Edit

Share via


Istio service mesh add-on egress gateway troubleshooting

This article discusses how to troubleshoot egress gateway issues on the Istio service mesh add-on for Azure Kubernetes Service (AKS).

Overview

The Istio add-on egress gateway is an Envoy-based proxy that can be used to route outbound traffic from applications in the mesh. The Istio egress gateway is a ClusterIP type service and thus isn't exposed externally.

The Istio add-on egress gateway takes a hard dependency on the Static Egress Gateway feature. You must enable the Static Egress Gateway feature on your cluster before enabling an Istio add-on egress gateway.

You can create multiple Istio add-on egress gateways across different namespaces with a Deployment or Service name of your choice, with a max of 500 egress gateways per cluster.

Before troubleshooting

Before proceeding, take the following actions:

  • Install Azure CLI aks-preview version 14.0.0b2 or later to enable an Istio add-on egress gateway.
  • Enable the Static Egress Gateway feature on your cluster, create an agent pool of mode gateway, and configure a StaticGatewayConfiguration custom resource.

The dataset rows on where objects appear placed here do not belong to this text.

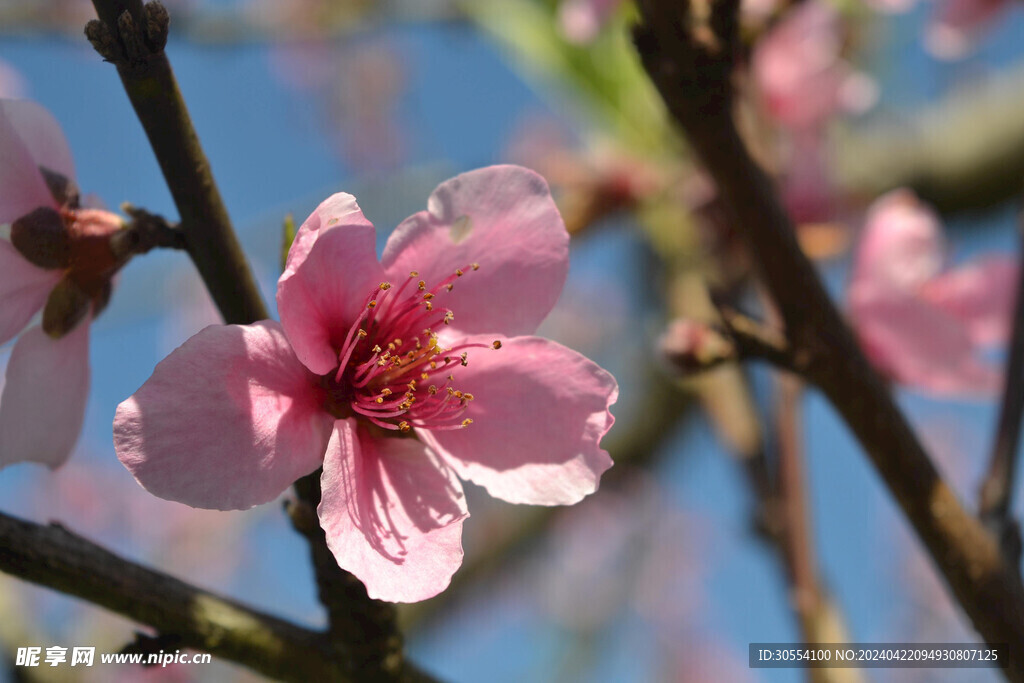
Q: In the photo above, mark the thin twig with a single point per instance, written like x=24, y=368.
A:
x=132, y=37
x=820, y=620
x=54, y=557
x=691, y=66
x=996, y=489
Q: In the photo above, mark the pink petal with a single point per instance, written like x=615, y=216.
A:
x=919, y=344
x=41, y=135
x=539, y=413
x=392, y=512
x=331, y=269
x=44, y=396
x=503, y=218
x=24, y=289
x=22, y=185
x=901, y=247
x=227, y=421
x=956, y=25
x=981, y=295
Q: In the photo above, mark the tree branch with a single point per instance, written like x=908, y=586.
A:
x=996, y=489
x=132, y=37
x=691, y=68
x=56, y=558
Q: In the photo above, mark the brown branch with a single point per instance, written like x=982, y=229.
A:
x=56, y=558
x=132, y=37
x=996, y=489
x=820, y=620
x=352, y=615
x=691, y=67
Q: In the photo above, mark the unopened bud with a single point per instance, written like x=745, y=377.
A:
x=692, y=345
x=66, y=307
x=42, y=238
x=95, y=248
x=62, y=189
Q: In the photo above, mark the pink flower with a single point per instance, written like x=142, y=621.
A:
x=800, y=70
x=394, y=376
x=956, y=25
x=919, y=324
x=58, y=260
x=582, y=20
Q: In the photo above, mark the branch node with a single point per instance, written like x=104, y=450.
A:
x=158, y=23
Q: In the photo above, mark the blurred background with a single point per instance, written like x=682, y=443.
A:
x=679, y=561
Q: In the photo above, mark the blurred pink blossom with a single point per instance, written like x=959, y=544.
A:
x=921, y=324
x=12, y=85
x=58, y=257
x=385, y=388
x=956, y=25
x=801, y=73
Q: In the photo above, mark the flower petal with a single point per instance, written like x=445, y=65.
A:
x=227, y=421
x=503, y=218
x=980, y=294
x=41, y=135
x=44, y=395
x=24, y=289
x=919, y=344
x=22, y=185
x=539, y=413
x=901, y=247
x=332, y=267
x=392, y=512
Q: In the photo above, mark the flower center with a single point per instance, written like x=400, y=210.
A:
x=393, y=370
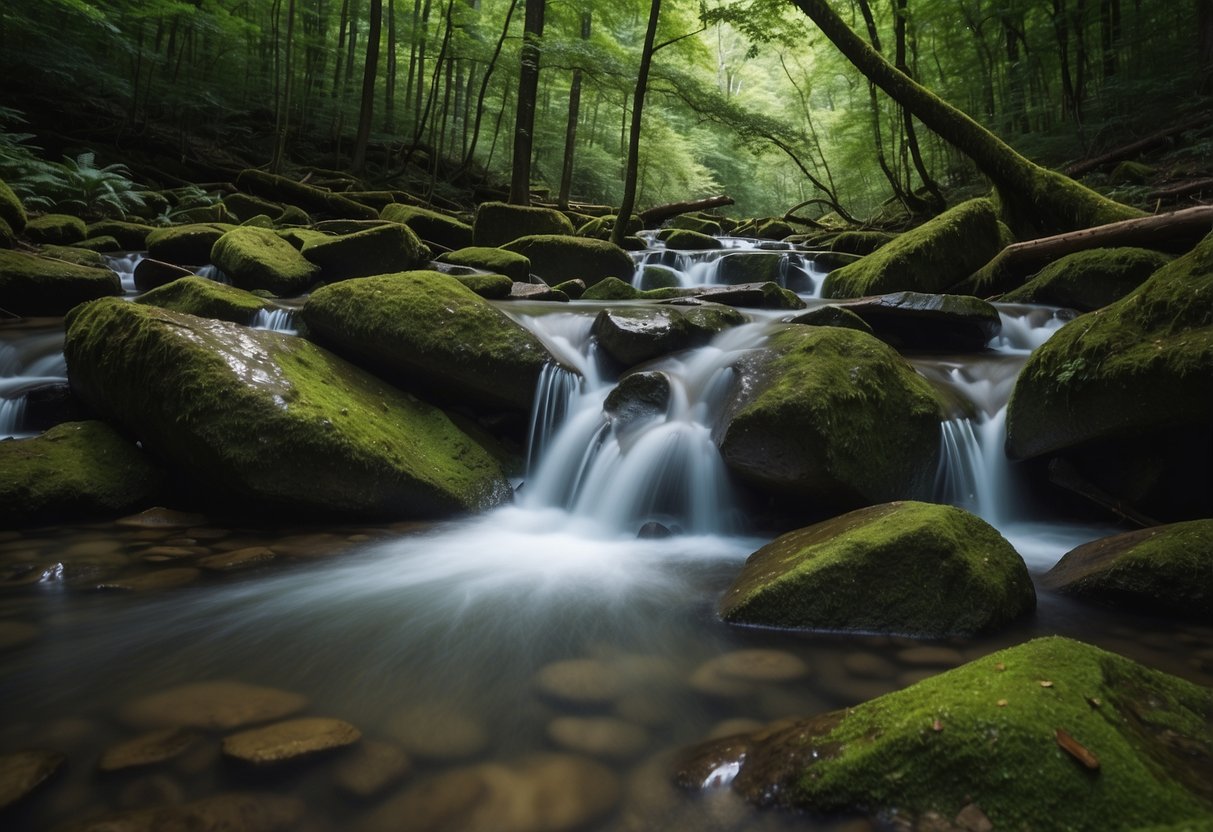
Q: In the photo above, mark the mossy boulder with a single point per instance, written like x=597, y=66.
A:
x=831, y=415
x=635, y=335
x=1162, y=570
x=377, y=250
x=1047, y=735
x=258, y=258
x=929, y=258
x=72, y=472
x=557, y=258
x=56, y=229
x=496, y=261
x=271, y=421
x=905, y=568
x=1140, y=365
x=1088, y=280
x=33, y=285
x=497, y=223
x=427, y=332
x=431, y=226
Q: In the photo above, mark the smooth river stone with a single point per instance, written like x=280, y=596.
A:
x=22, y=771
x=291, y=740
x=220, y=705
x=437, y=730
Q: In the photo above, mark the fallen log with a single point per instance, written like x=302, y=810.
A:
x=659, y=214
x=1174, y=232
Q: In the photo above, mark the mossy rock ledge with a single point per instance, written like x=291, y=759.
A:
x=1000, y=738
x=832, y=415
x=271, y=421
x=72, y=472
x=1162, y=570
x=426, y=331
x=903, y=568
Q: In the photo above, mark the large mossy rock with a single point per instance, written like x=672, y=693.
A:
x=206, y=298
x=1140, y=365
x=271, y=421
x=1009, y=738
x=74, y=471
x=929, y=258
x=426, y=331
x=380, y=250
x=33, y=285
x=258, y=258
x=1088, y=280
x=1163, y=570
x=904, y=568
x=832, y=415
x=557, y=258
x=497, y=223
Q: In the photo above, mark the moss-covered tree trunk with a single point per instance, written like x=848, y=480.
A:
x=1034, y=200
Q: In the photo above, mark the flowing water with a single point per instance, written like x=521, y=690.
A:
x=444, y=639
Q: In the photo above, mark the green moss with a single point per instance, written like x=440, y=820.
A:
x=929, y=258
x=497, y=261
x=426, y=331
x=258, y=258
x=1088, y=280
x=905, y=568
x=1139, y=365
x=72, y=472
x=273, y=421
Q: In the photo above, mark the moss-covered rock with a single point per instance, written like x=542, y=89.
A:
x=271, y=421
x=33, y=285
x=832, y=415
x=431, y=226
x=56, y=229
x=1048, y=735
x=1140, y=365
x=377, y=250
x=496, y=261
x=497, y=223
x=72, y=472
x=258, y=258
x=557, y=258
x=1163, y=570
x=1088, y=280
x=906, y=568
x=929, y=258
x=426, y=331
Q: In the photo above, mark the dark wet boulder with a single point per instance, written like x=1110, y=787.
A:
x=74, y=471
x=33, y=285
x=1162, y=570
x=929, y=258
x=427, y=332
x=557, y=258
x=904, y=568
x=913, y=320
x=258, y=258
x=832, y=415
x=269, y=421
x=1088, y=280
x=1047, y=735
x=497, y=223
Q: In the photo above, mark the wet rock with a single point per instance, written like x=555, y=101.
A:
x=290, y=741
x=220, y=705
x=909, y=568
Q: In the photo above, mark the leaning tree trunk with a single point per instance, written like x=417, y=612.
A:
x=1034, y=200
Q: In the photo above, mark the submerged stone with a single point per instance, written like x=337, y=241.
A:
x=1051, y=734
x=904, y=568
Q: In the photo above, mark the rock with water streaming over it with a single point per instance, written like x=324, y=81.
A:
x=906, y=568
x=987, y=734
x=272, y=420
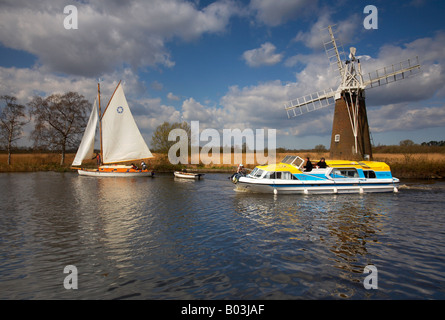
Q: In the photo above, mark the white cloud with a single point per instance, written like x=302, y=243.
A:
x=318, y=34
x=276, y=12
x=171, y=96
x=261, y=105
x=110, y=34
x=263, y=56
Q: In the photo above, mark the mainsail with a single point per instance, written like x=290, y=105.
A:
x=121, y=139
x=86, y=147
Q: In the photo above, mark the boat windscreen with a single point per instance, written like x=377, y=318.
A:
x=292, y=160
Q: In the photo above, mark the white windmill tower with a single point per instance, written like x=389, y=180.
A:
x=350, y=131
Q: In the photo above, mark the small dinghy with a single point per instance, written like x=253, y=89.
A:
x=188, y=175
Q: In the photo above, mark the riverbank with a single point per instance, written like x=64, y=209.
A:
x=403, y=166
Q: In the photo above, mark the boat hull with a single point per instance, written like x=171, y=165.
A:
x=97, y=173
x=188, y=175
x=320, y=187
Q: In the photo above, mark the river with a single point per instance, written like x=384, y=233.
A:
x=172, y=239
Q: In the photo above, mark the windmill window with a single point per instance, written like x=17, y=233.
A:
x=337, y=138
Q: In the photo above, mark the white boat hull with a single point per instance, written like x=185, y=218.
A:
x=186, y=175
x=320, y=187
x=97, y=173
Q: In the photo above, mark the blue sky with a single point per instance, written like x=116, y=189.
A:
x=227, y=63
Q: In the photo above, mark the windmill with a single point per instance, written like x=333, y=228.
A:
x=350, y=130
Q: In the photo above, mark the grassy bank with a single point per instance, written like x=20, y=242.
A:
x=405, y=166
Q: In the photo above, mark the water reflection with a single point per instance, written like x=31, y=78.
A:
x=336, y=231
x=161, y=238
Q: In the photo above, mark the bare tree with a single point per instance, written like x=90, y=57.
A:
x=59, y=121
x=12, y=120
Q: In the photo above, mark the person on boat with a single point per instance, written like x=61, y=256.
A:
x=97, y=157
x=308, y=166
x=321, y=164
x=241, y=169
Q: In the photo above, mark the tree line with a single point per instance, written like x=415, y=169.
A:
x=59, y=121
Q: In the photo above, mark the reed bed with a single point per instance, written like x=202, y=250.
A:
x=403, y=165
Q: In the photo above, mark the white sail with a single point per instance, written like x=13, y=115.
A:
x=121, y=139
x=86, y=147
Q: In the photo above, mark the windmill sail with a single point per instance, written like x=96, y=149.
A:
x=121, y=139
x=394, y=72
x=86, y=148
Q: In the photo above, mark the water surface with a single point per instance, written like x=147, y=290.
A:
x=167, y=238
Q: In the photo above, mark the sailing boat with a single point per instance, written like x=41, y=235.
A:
x=120, y=140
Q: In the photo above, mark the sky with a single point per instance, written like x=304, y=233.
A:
x=228, y=64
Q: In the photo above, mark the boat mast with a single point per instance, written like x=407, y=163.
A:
x=100, y=122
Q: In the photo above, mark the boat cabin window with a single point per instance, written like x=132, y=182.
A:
x=369, y=174
x=345, y=173
x=286, y=175
x=256, y=173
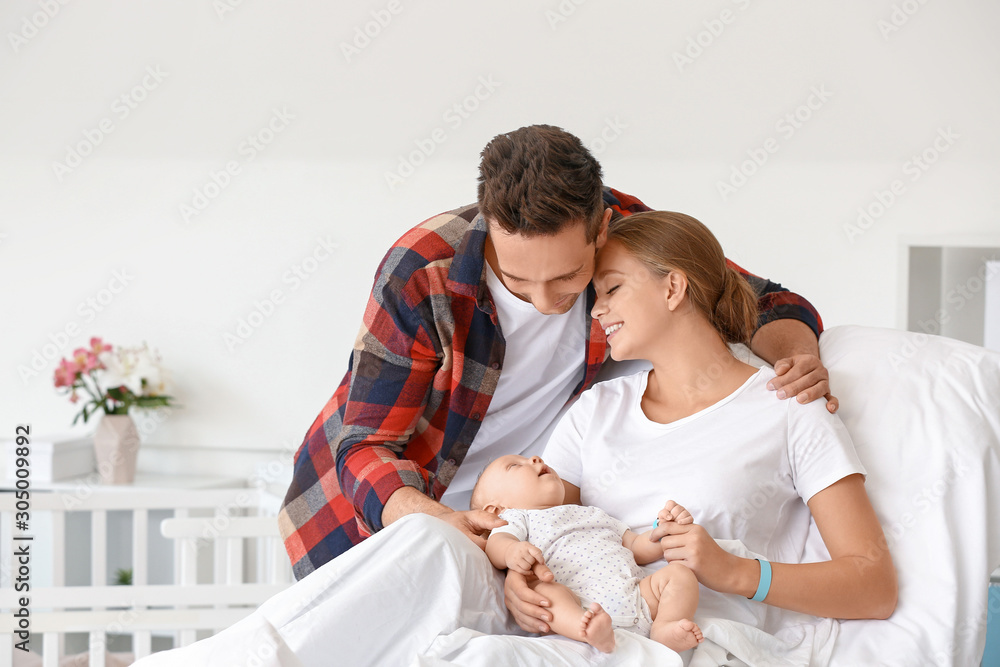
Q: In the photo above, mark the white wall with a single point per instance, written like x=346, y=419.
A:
x=676, y=131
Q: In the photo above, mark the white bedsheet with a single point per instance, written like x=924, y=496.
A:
x=925, y=416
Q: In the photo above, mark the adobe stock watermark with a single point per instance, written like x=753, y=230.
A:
x=786, y=127
x=44, y=357
x=264, y=309
x=914, y=168
x=249, y=149
x=900, y=16
x=712, y=30
x=121, y=108
x=35, y=23
x=454, y=116
x=365, y=34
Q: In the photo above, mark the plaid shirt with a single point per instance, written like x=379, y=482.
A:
x=420, y=380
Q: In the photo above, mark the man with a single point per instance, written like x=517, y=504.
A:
x=474, y=338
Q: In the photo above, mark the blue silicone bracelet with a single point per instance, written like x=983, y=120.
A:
x=765, y=580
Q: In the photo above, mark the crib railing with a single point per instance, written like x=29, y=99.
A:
x=181, y=609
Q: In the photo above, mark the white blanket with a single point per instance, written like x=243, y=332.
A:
x=924, y=413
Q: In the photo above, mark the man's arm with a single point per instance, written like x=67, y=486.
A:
x=787, y=337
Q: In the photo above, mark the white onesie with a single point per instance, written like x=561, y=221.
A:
x=583, y=548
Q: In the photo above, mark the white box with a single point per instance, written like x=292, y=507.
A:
x=52, y=457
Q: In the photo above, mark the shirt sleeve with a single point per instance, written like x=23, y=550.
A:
x=774, y=302
x=820, y=451
x=396, y=356
x=517, y=524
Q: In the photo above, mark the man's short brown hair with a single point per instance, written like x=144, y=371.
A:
x=537, y=179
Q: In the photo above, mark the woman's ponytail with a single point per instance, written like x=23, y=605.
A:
x=735, y=313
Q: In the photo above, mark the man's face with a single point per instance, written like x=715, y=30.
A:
x=518, y=482
x=548, y=271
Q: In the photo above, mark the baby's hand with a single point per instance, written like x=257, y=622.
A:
x=523, y=556
x=674, y=512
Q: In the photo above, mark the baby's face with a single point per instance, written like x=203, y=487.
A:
x=518, y=482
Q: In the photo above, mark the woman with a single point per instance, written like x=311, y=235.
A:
x=701, y=428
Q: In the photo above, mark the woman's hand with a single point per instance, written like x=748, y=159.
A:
x=691, y=545
x=805, y=377
x=523, y=557
x=673, y=512
x=528, y=608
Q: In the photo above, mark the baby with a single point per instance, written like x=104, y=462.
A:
x=593, y=557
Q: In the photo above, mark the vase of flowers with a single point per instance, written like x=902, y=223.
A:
x=110, y=381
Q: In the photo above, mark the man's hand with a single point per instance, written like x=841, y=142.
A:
x=528, y=608
x=691, y=545
x=475, y=524
x=805, y=377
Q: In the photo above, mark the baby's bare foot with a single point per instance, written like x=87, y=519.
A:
x=596, y=630
x=677, y=635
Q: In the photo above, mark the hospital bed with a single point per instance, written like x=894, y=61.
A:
x=924, y=413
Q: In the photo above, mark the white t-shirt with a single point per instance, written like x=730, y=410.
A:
x=543, y=362
x=744, y=467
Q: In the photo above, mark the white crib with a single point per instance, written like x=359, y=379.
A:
x=250, y=565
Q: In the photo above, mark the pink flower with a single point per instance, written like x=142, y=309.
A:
x=85, y=359
x=66, y=373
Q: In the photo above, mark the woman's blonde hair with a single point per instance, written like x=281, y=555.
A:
x=665, y=241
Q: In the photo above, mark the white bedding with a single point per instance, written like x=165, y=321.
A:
x=924, y=413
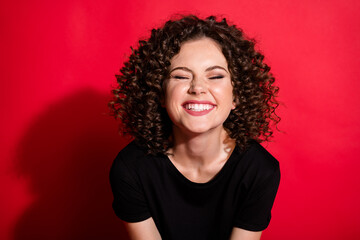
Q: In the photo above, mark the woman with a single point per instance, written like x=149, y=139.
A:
x=197, y=99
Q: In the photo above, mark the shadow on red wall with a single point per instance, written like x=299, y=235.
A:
x=66, y=154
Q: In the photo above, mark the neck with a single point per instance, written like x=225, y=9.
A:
x=201, y=149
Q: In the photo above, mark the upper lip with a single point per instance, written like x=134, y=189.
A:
x=198, y=102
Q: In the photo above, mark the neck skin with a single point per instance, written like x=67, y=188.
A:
x=195, y=151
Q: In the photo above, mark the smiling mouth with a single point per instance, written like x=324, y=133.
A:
x=198, y=107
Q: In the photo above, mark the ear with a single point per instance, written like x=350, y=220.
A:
x=162, y=101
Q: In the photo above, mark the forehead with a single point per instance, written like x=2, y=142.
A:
x=203, y=52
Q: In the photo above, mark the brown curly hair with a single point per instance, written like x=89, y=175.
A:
x=137, y=97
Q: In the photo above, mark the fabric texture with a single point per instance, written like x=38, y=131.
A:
x=240, y=195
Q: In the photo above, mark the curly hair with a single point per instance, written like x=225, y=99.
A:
x=137, y=96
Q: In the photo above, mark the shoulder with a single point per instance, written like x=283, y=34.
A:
x=128, y=161
x=259, y=161
x=130, y=154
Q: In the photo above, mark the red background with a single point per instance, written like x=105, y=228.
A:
x=58, y=61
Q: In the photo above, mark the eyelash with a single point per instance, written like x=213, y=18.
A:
x=217, y=77
x=211, y=78
x=180, y=77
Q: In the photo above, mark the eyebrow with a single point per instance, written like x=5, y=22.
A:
x=206, y=70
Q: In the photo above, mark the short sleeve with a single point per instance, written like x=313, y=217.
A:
x=129, y=201
x=255, y=213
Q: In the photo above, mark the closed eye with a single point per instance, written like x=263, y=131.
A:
x=217, y=77
x=179, y=77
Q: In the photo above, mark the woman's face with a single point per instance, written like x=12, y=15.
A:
x=198, y=94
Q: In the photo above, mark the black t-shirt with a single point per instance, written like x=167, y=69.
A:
x=240, y=195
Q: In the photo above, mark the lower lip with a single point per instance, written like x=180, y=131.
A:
x=198, y=113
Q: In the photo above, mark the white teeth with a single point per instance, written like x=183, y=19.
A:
x=198, y=107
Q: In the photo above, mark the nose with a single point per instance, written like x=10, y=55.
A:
x=197, y=86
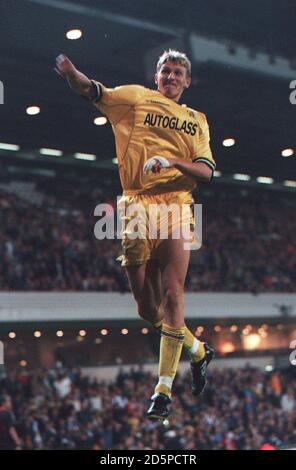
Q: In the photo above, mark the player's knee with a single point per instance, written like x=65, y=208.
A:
x=148, y=311
x=173, y=297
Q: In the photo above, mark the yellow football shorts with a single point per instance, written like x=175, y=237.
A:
x=147, y=220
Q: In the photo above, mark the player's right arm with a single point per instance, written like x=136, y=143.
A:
x=79, y=82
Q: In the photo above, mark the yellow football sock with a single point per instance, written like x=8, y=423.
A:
x=171, y=344
x=193, y=346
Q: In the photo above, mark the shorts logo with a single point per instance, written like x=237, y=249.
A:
x=142, y=221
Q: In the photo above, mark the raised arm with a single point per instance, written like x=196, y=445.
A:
x=79, y=82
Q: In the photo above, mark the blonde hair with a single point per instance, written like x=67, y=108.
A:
x=175, y=56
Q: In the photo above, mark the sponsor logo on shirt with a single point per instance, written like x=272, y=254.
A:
x=158, y=102
x=159, y=120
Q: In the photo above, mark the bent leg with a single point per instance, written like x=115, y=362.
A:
x=145, y=283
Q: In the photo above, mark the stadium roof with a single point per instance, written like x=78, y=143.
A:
x=243, y=58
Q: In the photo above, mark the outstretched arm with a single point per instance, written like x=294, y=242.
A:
x=79, y=82
x=199, y=171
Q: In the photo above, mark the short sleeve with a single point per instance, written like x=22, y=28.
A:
x=114, y=103
x=204, y=153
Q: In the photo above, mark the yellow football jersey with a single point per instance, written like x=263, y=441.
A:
x=146, y=123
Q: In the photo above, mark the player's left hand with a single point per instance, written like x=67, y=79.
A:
x=156, y=163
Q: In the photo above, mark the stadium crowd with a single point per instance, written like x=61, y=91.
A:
x=248, y=246
x=240, y=409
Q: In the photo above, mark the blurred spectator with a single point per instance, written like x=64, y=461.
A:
x=233, y=413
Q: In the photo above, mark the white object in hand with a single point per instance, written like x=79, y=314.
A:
x=153, y=160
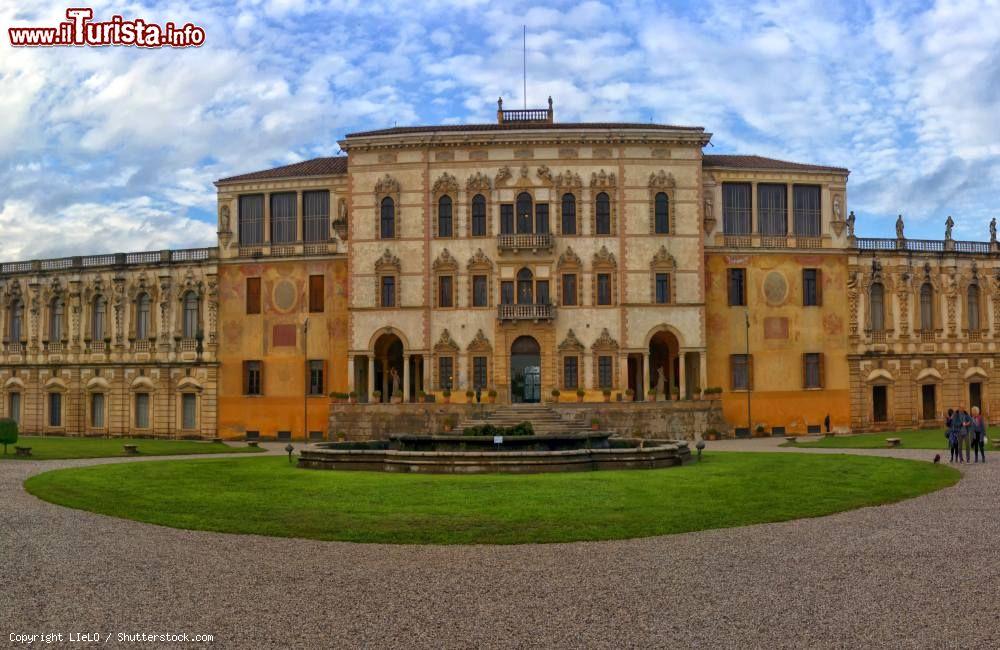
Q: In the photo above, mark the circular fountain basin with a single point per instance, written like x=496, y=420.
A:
x=449, y=454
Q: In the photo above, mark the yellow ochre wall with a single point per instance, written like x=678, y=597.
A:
x=284, y=301
x=778, y=398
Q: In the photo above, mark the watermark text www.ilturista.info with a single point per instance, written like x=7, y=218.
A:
x=81, y=30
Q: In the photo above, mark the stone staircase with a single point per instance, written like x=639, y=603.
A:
x=543, y=418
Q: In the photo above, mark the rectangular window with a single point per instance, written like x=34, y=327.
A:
x=253, y=295
x=542, y=218
x=662, y=288
x=316, y=215
x=388, y=290
x=251, y=219
x=316, y=293
x=97, y=410
x=603, y=288
x=189, y=411
x=55, y=409
x=284, y=218
x=445, y=291
x=446, y=372
x=14, y=407
x=252, y=378
x=740, y=372
x=507, y=293
x=736, y=208
x=604, y=374
x=806, y=205
x=812, y=370
x=479, y=291
x=812, y=287
x=316, y=377
x=542, y=292
x=571, y=372
x=507, y=219
x=142, y=410
x=736, y=279
x=479, y=372
x=569, y=289
x=772, y=209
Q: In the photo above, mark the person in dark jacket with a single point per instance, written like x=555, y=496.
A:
x=978, y=435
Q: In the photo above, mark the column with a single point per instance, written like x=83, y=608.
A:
x=647, y=383
x=371, y=376
x=681, y=370
x=406, y=378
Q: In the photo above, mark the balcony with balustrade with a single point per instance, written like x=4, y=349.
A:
x=526, y=312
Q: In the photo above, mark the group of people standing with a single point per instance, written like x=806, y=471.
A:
x=965, y=430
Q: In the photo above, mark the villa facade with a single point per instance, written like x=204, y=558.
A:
x=523, y=257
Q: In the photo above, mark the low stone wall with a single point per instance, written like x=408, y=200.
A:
x=674, y=420
x=662, y=454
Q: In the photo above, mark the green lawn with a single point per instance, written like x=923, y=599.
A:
x=52, y=447
x=267, y=496
x=922, y=439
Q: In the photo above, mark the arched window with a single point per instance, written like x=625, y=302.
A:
x=190, y=325
x=972, y=307
x=97, y=318
x=661, y=212
x=142, y=313
x=479, y=216
x=525, y=288
x=55, y=320
x=16, y=311
x=444, y=217
x=602, y=224
x=569, y=214
x=524, y=212
x=877, y=307
x=926, y=307
x=387, y=221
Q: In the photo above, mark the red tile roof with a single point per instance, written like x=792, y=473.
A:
x=519, y=126
x=316, y=167
x=760, y=162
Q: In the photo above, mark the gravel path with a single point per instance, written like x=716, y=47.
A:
x=921, y=573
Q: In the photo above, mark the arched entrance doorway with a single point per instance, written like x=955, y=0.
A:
x=525, y=370
x=664, y=366
x=388, y=367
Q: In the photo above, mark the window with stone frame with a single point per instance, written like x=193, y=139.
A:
x=571, y=362
x=569, y=270
x=387, y=280
x=662, y=268
x=604, y=272
x=605, y=351
x=480, y=271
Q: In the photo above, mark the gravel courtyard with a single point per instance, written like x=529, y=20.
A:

Networking and firewall errors troubleshooting

Step 1: Make sure no firewall or outbound traffic rules block egress traffic

If you use Azure Firewall, Network Security Group (NSG) rules, or other outbound traffic restrictions, ensure that the IP ranges from the egressIpPrefix for the Istio add-on egress gateway StaticGatewayConfigurations are allowlisted for egress communication.

Step 2: Verify cluster Container Networking Interface (CNI) plugin

Because Static Egress Gateway is currently not supported on Azure CNI Pod Subnet clusters, the Istio add-on egress gateway can't be used on Azure CNI Pod Subnet clusters either.

Egress gateway provisioning issues troubleshooting

Step 1: Verify that the Istio egress gateway deployment and service are provisioned

Each Istio egress gateway should have a respective deployment and service provisioned. Verify that the Istio egress gateway deployment and service are provisioned by running the following commands:

kubectl get deployment $ISTIO_EGRESS_DEPLOYMENT_NAME -n $ISTIO_EGRESS_NAMESPACE
kubectl get service $ISTIO_EGRESS_NAME -n $ISTIO_EGRESS_NAMESPACE

The name of the deployment is in this format: <istio-egress-gateway-name>-<asm-revision>. For example, if the name of the egress gateway is aks-istio-egressgateway and the Istio add-on revision is asm-1-24, the name of the deployment is aks-istio-egressgateway-asm-1-24.

You should see a service of type ClusterIP for the Istio egress gateway with a service VIP assigned. The name of the service is the same as the name of the Istio egress gateway, without any revision appended, such as aks-istio-egressgateway.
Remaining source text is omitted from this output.